Denunziation Homosexueller Hamburg 1937

Die Denunziation Homosexueller (nicht nur) während der NS-Zeit hatte willfährige Helfer – Denunzianten gab es zahlreich …

„Ein Großteil der Verurteilungen wegen homosexueller Handlungen ging auf Denunziationen zurück“

bemerkt die ‚KZ-Gedenkstätte Neuengamme“ (‚Homosexuelle Häftlinge im KZ Neuengamme‘).
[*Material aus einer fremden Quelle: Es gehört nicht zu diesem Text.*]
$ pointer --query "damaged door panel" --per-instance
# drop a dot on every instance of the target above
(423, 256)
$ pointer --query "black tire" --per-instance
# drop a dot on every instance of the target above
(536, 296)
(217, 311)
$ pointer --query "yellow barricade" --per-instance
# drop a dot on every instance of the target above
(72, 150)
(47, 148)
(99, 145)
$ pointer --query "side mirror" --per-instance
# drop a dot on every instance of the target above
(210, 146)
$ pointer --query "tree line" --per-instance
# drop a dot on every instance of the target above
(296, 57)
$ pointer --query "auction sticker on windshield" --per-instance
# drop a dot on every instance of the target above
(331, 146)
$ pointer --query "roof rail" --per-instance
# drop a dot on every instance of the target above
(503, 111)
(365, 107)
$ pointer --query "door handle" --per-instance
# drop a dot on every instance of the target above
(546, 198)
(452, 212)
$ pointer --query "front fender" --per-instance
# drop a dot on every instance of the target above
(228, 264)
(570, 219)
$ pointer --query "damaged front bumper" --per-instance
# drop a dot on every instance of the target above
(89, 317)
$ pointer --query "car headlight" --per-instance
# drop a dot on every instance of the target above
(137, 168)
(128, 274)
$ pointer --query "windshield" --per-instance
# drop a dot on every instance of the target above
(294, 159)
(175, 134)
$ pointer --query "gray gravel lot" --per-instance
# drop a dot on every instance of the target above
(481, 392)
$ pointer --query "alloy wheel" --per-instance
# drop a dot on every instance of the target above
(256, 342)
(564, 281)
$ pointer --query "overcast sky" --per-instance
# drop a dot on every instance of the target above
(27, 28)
Und Stefan Micheler betont (in ‚Der Fall Heinrich Erich Starke ‚):

„Zählt man zu den Denunziationen Dritter jene Anzeigen von Männern hinzu, die von gleichgeschlechtlich orientierten Männern gefragt wurden, ob sie nicht mit ihnen schlafen wollten, und die nicht wirklich als deren ‚Opfer‘ anzusehen sind, scheint fast die Hälfte aller Ermittlungen auf Denunziationen zurückgegangen zu sein.“

Viele Hamburger Homosexuelle wurden nach ihrer Verhaftung in das KZ Neuengamme eingewiesen – auch sie oft aufgrund von Denunziation durch Nachbarn oder Kollegen:

„An die Geheime Staatspolitzei
Hamburg
Stadthaus

Wir machen Sie hiermit, auf das homosexuelle Treiben und das Zusammen-leben mit seinem freunde, wie Mann und Frau, des Herren Ladislaus Kaspersky aufmerksam. Wohnhaft in Hamm Sorbenstr. 14, arbeitet im Kurbad Esplanade. Wie wir erfuhren, wollen beide ins Ausland. Es liegt uns daran, dass selbe aus der Wohung und aus dem haus heraus kommen.
einige Anwohner“

Denunziation Homosexueller, Hamburg 1937
Denunziation Homosexueller, Hamburg 1937

Der Brief wurde am 13.10.1937 an die Gestapo Hamburg gesandt

Denunziation Homosexueller, Hamburg 1937
Denunziation Homosexueller, Hamburg 1937

und hatte prompte Folgen: „vorläufige Festnahme am 4.12.37 11 Uhr“ vermerkt lakonisch ein Aufkleber auf dem Schreiben:

Denunziation Homosexueller, Hamburg 1937, Vermerk Festnahme
Denunziation Homosexueller, Hamburg 1937, Vermerk Festnahme

Besonders viele Homosexuelle waren in einem der Emslandlager, dem berüchtigten ‚Lager V Neusustrum‘ („vergessenes Lager der Homosexuellen“) inhaftiert

“an keinem Ort im Deutschen Reich [waren] mehr Homosexuelle in Haft … als in den Emslandlagern“

Rauiner Hoffschild

Im Mai 1985 wurde auf Initiative der UHA (Gründerin des MHC Hamburg) ein Gedenkstein für die homosexuellen Opfer des KZ Neuengamme enthüllt (Platz 1996 neu gestaltet).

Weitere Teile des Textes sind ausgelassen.